Florida-based financial advisors Jeff and Kim Camarda are appealing a D.C. judge’s recent decision to toss their case against the CFP Board, saying they feel there is substantial legal merit to their lawsuit.
The couple is now seeking a review of their case by the U.S. Court of Appeals for the District of Columbia Circuit, following Judge Richard J. Leon’s ruling last month that awarded the CFP Board summary judgment and dismissed the Camardas' lawsuit.
“We believe there are grave wrongs to be righted here, with the welfare of the profession, and of the client public, hanging in the balance,” the Camardas said in a statement Thursday.
In an opinion unsealed last week that explained the reasoning for his decision, Leon determined there was no breach of contract, noting the advisors had failed to show the organization was motivated by “bad faith or ill will” in its discipline procedures.
He added the CFP Board “followed its own rules throughout the disciplinary proceedings against the plaintiffs [the Camardas],” according to the court documents.
CFP Board said in a statement Thursday that it stands behind Leon’s determination. "We believe that the judge’s decision will stand and that an appeals court will agree with Judge Leon."
The Camardas, who run Camarda Advisors and Camarda Consultants, filed the lawsuit two years ago, claiming the CFP Board failed to provide a fair and just hearing before sanctioning them for their use of the term “fee-only” to describe their compensation model to clients.
The advisors claimed the organization’s disciplinary action and subsequent procedures violated the Board’s disciplinary guidance and policies, and damaged the Camardas’ reputation and competitive ability to run their businesses. The advisors alleged this is in violation of antitrust laws such as the Sherman Act and the Latham Act.
According to the amended complaint filed in January 2014, the CFP Board started to investigate the Camardas after receiving an anonymous complaint that the firm falsely advertised themselves as “fee-only” in connection with investment advice when they also provided commission-based services.
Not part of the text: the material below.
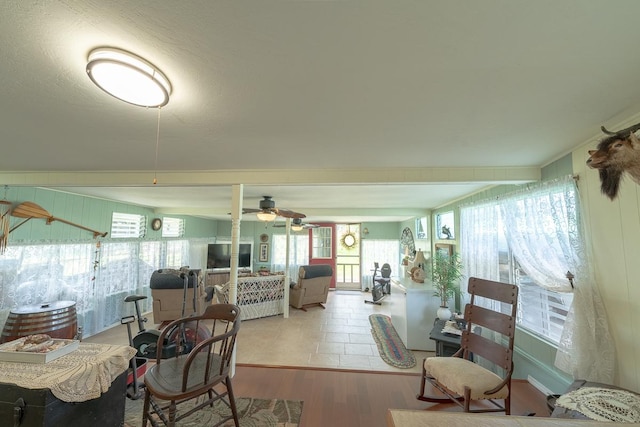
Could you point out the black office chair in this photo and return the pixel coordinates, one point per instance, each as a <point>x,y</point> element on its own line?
<point>381,283</point>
The Board’s investigation found probable cause, and the matter was referred to a disciplinary hearing in March 2012. But the Camardas claim they were not given a fair hearing, alleging the Board failed to properly conduct due diligence or speak with the firm’s clients to see if they were misled regarding their fee arrangements. Further, the Board failed to show any proof of a revenue-sharing arrangement between Camarda Advisors and Camarda Consultants.
The Camardas’ suit sought at least $75,000 in damages and attorneys’ fees, as well as an order rescinding the Board’s decision and voiding the corresponding disciplinary sanction.